Attacking Transformers with Feature Diversity Adversarial Perturbation 利用特征多样性逆向扰动攻击变压器

ArXiv

Pub Date : 2024-03-10 DOI: 10.1609/aaai.v38i3.27947

Chenxing Gao, Hang Zhou, Junqing Yu, Yuteng Ye, Jiale Cai, Junle Wang, Wei Yang

Understanding the mechanisms behind Vision Transformer (ViT), particularly its vulnerability to adversarial perturbations, is crucial for addressing challenges in its real-world applications. Existing ViT adversarial attackers rely on labels to calculate the gradient for perturbation, and exhibit low transferability to other structures and tasks. In this paper, we present a label-free white-box attack approach for ViT-based models that exhibits strong transferability to various black-box models, including most ViT variants, CNNs, and MLPs, even for models developed for other modalities. Our inspiration comes from the feature collapse phenomenon in ViTs, where the critical attention mechanism overly depends on the low-frequency component of features, causing the features in middle-to-end layers to become increasingly similar and eventually collapse. We propose the feature diversity attacker to naturally accelerate this process and achieve remarkable performance and transferability.

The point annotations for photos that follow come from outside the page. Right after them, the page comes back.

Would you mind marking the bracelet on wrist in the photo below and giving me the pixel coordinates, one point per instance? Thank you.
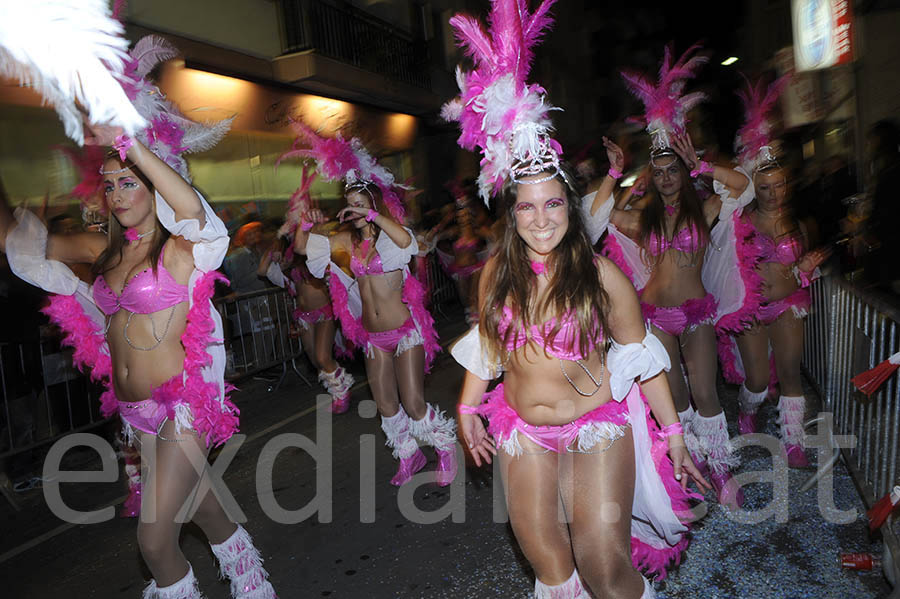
(122, 144)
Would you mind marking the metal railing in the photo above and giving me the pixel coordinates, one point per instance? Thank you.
(849, 331)
(354, 37)
(260, 333)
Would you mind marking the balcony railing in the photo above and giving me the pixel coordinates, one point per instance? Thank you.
(353, 37)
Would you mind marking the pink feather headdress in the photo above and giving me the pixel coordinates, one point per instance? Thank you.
(500, 114)
(752, 141)
(664, 106)
(170, 133)
(337, 158)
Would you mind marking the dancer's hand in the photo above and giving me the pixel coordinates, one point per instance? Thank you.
(614, 154)
(100, 135)
(811, 260)
(683, 465)
(476, 439)
(684, 147)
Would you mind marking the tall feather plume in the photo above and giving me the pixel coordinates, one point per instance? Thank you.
(755, 134)
(665, 108)
(150, 51)
(337, 158)
(499, 113)
(70, 52)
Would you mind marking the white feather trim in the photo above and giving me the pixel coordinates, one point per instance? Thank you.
(69, 51)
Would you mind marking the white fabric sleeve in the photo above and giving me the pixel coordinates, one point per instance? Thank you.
(595, 224)
(393, 257)
(731, 204)
(210, 242)
(276, 276)
(635, 360)
(467, 351)
(26, 250)
(318, 254)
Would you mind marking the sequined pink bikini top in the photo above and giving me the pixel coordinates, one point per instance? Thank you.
(566, 337)
(143, 293)
(784, 251)
(360, 268)
(687, 240)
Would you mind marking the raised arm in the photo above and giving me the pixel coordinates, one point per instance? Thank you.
(733, 181)
(74, 248)
(166, 181)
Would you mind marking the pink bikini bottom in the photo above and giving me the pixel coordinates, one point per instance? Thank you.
(678, 320)
(604, 423)
(396, 341)
(149, 415)
(306, 319)
(799, 302)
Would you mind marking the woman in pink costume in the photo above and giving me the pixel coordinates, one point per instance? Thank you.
(381, 307)
(661, 246)
(147, 328)
(314, 314)
(765, 271)
(569, 424)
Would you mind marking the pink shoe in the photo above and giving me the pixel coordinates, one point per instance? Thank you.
(447, 468)
(340, 405)
(132, 506)
(746, 423)
(796, 456)
(408, 467)
(727, 490)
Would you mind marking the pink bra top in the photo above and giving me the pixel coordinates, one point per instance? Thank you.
(566, 337)
(687, 240)
(784, 251)
(143, 293)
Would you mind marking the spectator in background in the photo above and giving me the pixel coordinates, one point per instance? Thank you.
(883, 152)
(242, 262)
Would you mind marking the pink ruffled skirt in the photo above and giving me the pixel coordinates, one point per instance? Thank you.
(678, 320)
(799, 302)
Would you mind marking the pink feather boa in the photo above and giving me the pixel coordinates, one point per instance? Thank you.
(414, 298)
(89, 345)
(216, 420)
(351, 327)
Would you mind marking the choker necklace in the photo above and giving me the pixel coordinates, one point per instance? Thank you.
(131, 234)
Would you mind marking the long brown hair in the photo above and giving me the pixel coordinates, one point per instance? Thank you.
(111, 257)
(690, 212)
(574, 287)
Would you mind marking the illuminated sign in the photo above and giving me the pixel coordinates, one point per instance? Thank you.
(822, 33)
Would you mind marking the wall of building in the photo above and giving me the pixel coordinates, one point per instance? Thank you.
(250, 26)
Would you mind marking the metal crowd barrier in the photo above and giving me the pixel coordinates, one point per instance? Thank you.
(260, 334)
(849, 331)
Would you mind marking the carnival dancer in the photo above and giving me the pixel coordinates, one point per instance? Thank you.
(569, 423)
(381, 308)
(762, 273)
(147, 328)
(314, 315)
(660, 243)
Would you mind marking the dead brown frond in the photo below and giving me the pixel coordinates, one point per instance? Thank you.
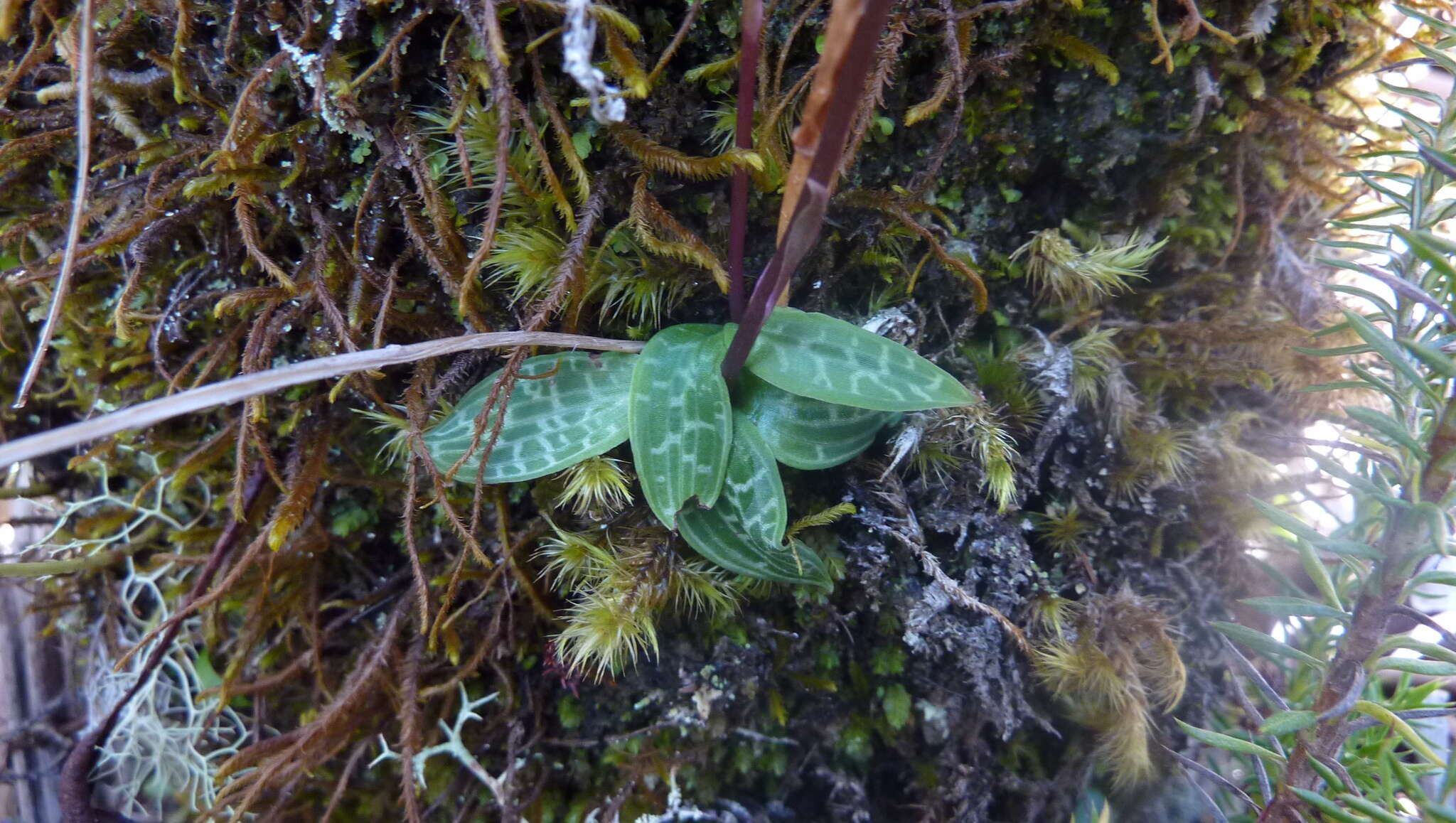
(648, 219)
(670, 161)
(1111, 662)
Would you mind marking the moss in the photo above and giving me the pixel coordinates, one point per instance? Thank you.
(315, 181)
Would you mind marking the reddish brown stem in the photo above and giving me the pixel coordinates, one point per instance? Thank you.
(751, 28)
(808, 213)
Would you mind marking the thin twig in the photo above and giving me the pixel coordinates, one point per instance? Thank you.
(274, 379)
(82, 73)
(751, 26)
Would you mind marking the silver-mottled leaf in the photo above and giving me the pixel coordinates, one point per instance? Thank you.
(680, 419)
(835, 362)
(743, 532)
(805, 433)
(579, 412)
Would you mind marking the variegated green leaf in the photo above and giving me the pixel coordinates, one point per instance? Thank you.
(579, 409)
(805, 433)
(743, 532)
(680, 419)
(826, 359)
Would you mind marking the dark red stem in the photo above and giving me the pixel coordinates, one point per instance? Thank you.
(751, 28)
(808, 216)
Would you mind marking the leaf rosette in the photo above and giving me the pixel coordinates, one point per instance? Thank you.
(814, 394)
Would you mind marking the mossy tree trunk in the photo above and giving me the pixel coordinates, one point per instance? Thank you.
(280, 181)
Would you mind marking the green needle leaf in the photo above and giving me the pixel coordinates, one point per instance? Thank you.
(805, 433)
(680, 419)
(579, 412)
(1229, 743)
(743, 532)
(830, 360)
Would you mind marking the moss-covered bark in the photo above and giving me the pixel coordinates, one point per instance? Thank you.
(280, 181)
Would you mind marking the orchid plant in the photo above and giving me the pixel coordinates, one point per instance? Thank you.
(813, 394)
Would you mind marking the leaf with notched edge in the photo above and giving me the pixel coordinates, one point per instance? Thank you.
(680, 419)
(805, 433)
(830, 360)
(743, 532)
(564, 408)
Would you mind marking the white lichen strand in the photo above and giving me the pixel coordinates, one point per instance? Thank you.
(579, 41)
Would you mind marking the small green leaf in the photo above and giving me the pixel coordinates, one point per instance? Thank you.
(805, 433)
(1374, 810)
(1288, 721)
(579, 412)
(1327, 806)
(830, 360)
(1288, 522)
(1417, 666)
(1435, 359)
(1386, 426)
(1385, 347)
(680, 419)
(897, 707)
(1263, 642)
(1400, 727)
(1295, 608)
(743, 532)
(1440, 577)
(1229, 743)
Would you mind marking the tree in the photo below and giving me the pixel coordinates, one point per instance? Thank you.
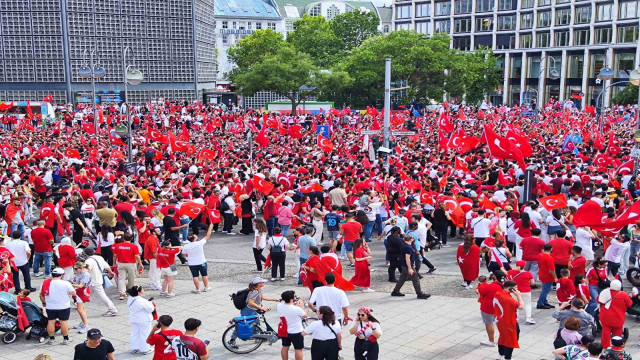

了解视觉变换器（ViT）背后的机制，特别是它在对抗性扰动面前的脆弱性，对于应对其在现实世界应用中的挑战至关重要。现有的 ViT 对抗性攻击依赖于标签来计算扰动梯度，对其他结构和任务的可移植性较低。在本文中，我们针对基于 ViT 的模型提出了一种无标签白箱攻击方法，这种方法对各种黑箱模型（包括大多数 ViT 变体、CNN 和 MLP）具有很强的可移植性，甚至对为其他模态开发的模型也是如此。我们的灵感来自于 ViT 中的特征坍塌现象，即临界注意力机制过度依赖于特征的低频分量，导致中层到末层的特征越来越相似，最终坍塌。我们提出了特征多样性攻击器，以自然地加速这一过程，并实现显著的性能和可移植性。

引用次数: 0

FARPLS: A Feature-Augmented Robot Trajectory Preference Labeling System to Assist Human Labelers' Preference Elicitation FARPLS：特征增强型机器人轨迹偏好标注系统辅助人类标注者的偏好激发

ArXiv

Pub Date : 2024-03-10 DOI: 10.1145/3640543.3645145

Hanfang Lyu, Yuanchen Bai, Xin Liang, Ujaan Das, Chuhan Shi, Leiliang Gong, Yingchi Li, Mingfei Sun, Ming Ge, Xiaojuan Ma

Preference-based learning aims to align robot task objectives with human values. One of the most common methods to infer human preferences is by pairwise comparisons of robot task trajectories. Traditional comparison-based preference labeling systems seldom support labelers to digest and identify critical differences between complex trajectories recorded in videos. Our formative study (N = 12) suggests that individuals may overlook non-salient task features and establish biased preference criteria during their preference elicitation process because of partial observations. In addition, they may experience mental fatigue when given many pairs to compare, causing their label quality to deteriorate. To mitigate these issues, we propose FARPLS, a Feature-Augmented Robot trajectory Preference Labeling System. FARPLS highlights potential outliers in a wide variety of task features that matter to humans and extracts the corresponding video keyframes for easy review and comparison. It also dynamically adjusts the labeling order according to users' familiarities, difficulties of the trajectory pair, and level of disagreements. At the same time, the system monitors labelers' consistency and provides feedback on labeling progress to keep labelers engaged. A between-subjects study (N = 42, 105 pairs of robot pick-and-place trajectories per person) shows that FARPLS can help users establish preference criteria more easily and notice more relevant details in the presented trajectories than the conventional interface. FARPLS also improves labeling consistency and engagement, mitigating challenges in preference elicitation without raising cognitive loads significantly

基于偏好的学习旨在使机器人的任务目标与人类的价值观保持一致。推断人类偏好的最常用方法之一是对机器人任务轨迹进行成对比较。传统的基于比较的偏好标记系统很少支持标记者消化和识别视频中记录的复杂轨迹之间的关键差异。我们的形成性研究（N = 12）表明，在偏好激发过程中，由于观察不全面，人类可能会忽略非刺激性任务特征，并建立有偏差的偏好标准。此外，当需要比较多对标签时，他们可能会产生心理疲劳，导致标签质量下降。为了缓解这些问题，我们提出了特征增强机器人轨迹偏好标签系统 FARPLS。FARPLS 可突出显示对人类至关重要的各种任务特征中的潜在异常值，并提取相应的视频关键帧，以便于查看和比较。它还会根据用户的熟悉程度、轨迹对的难度和分歧程度动态调整标签顺序。与此同时，系统还能监控标注者的一致性，并提供标注进度反馈，以保持标注者的参与度。一项主体间研究（N = 42，每人 105 对机器人拾放轨迹）表明，与传统界面相比，FARPLS 可以帮助用户更容易地建立偏好标准，并注意到所显示轨迹中更多的相关细节。FARPLS 还能提高标注的一致性和参与度，在不显著增加认知负荷的情况下减轻偏好激发方面的挑战。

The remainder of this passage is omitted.